Relief floods her features, mixed with something that looks dangerously like joy. "Oh..."
"Yeah." The word hangs between us, weighted with everything we're not saying.
"Thank you," she whispers. The melody of her voice resonates through my chest, striking chords I thought I'd buried years ago.
"For what?" My voice comes out raw, exposed.
"For being there," she answers simply, but her tone carries layers of meaning that make my heart race.

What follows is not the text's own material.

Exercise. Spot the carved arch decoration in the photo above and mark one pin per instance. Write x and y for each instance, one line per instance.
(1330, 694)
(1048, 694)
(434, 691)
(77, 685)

Before I can process what's happening, she leans closer, erasing the careful distance between us. Her lips brush my cheek, soft as a whisper, leaving a trail of fire in their wake. It's barely a touch, but it ignites every nerve ending in my body, sending electricity coursing through my veins. She pulls back too soon, slipping out of the car like a dream fading in the morning light. Though she's gone, the phantom sensation of her lips lingers, burning into my skin like a brand. I nod dumbly, trying to gather the scattered pieces of myself as she disappears into the night.
I slump back against the seat, the void she leaves behind almost tangible. My heart thunders against my ribs, a chaotic drumbeat that echoes the turmoil she stirs in me. Something has shifted tonight, changed irrevocably, and I'm left grappling with a feeling that's both exhilarating and terrifying.
The urge to follow her, to pull her into my arms and show her how she makes me feel alive in ways nothing else can, is almost overwhelming. But I stay rooted to my seat, hands white-knuckled on the steering wheel. While I'm prone to making mistakes, she's one I can't afford to risk. Not when the stakes are this high.
When I finally make it to bed, I stare at the ceiling, knowing sleep is a lost cause. Her words keep echoing in my mind like a persistent melody.
What if she's right?
What if the universe is trying to tell me something, and I'm just too fucking scared to listen?
As I start to drift off, the image of her floods my consciousness—those eyes, and a smile that could outshine the stars. Nora is etched into every part of me, a piece I can't excise no matter how hard I try. I know I should be running from this, from her. Every lesson life has taught me screams to get away before I destroy the one good thing I have left. But for the first time in years, I don't want to run.
And that terrifies me more than anything.
Because loving Nora isn't just about risking my heart anymore—it's about risking hers, too. And I'm not sure which would be worse: losing her again or watching the light in those bright green eyes dim because of me. As I lie here in the darkness, her lingering warmth still ghosting across my skin, I realize I really am in too deep.
But then again, when it comes to her, I always have been.